Feine Forderung – oder will der Staat ein dummes Volk?

Der israelische Satiriker Ephraim Kishon hat über die Demokratie gesagt, sie sei das beste politische System, weil man es ungestraft beschimpfen könne. Und Demokratie-Bashing scheint in den letzten Jahren zum Volkssport aller Klassen avanciert zu sein: Systemkritik darf sanktionsfrei im Land des Artikel 5 des Grundgesetzes geäußert werden. Was per se natürlich zu begrüßen ist. Egal ob Mittelstand, Avantgarde oder abgehängtes Prekariat – das Gros hadert laut Umfragen verschiedener Demoskopieinstitute mit seiner Regierungsform.

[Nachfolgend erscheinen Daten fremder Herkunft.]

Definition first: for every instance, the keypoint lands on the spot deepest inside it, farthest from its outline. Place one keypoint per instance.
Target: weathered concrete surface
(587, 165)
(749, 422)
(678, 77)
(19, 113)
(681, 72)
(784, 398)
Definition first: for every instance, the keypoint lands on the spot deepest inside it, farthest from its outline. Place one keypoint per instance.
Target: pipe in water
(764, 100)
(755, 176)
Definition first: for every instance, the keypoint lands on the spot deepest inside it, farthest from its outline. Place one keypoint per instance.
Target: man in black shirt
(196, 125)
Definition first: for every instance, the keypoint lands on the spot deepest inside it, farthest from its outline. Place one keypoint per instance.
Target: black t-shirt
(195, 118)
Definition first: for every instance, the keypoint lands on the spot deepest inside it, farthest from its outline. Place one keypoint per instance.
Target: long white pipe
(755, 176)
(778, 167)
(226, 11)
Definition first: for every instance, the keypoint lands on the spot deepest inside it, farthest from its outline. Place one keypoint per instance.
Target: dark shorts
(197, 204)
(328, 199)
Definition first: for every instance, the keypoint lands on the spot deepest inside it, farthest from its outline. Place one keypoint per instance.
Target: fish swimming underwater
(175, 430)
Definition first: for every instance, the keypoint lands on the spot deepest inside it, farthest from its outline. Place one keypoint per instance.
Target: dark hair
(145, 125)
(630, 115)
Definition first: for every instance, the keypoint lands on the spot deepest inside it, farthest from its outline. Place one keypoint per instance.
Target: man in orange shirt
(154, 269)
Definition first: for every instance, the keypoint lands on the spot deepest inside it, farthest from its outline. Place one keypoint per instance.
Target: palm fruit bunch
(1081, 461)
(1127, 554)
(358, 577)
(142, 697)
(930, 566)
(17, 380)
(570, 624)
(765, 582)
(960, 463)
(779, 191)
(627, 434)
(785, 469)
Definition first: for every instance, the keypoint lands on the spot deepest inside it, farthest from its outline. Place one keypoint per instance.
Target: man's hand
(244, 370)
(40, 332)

Mangelnde Partizipationsmöglichkeiten (schön, dass den großen Volksparteien die Mitglieder davonrennen!), der geringe Einfluss der Bürger auf politische Prozesse sind häufige Kritikpunkte, die als Quintessenz dieser Umfragen präsentiert werden. Allerdings lernt schon der Politikstudent im ersten Semester, dass Umfrageergebnisse ihre volle Aussagekraft nur dann entfalten können, wenn die Fragen nicht suggestiv à la ‚Finden Sie nicht auch, dass wir viel zu wenig zu sagen haben`?‘ gestellt werden.

Mir liegt es an dieser Stelle fern, (auch noch) die Meinungsforscher zu kritisieren – also gehen wir von seriösen Fragebögen aus und bleiben bei den wesentlichen Punkten, die an der Demokratie bemängelt werden.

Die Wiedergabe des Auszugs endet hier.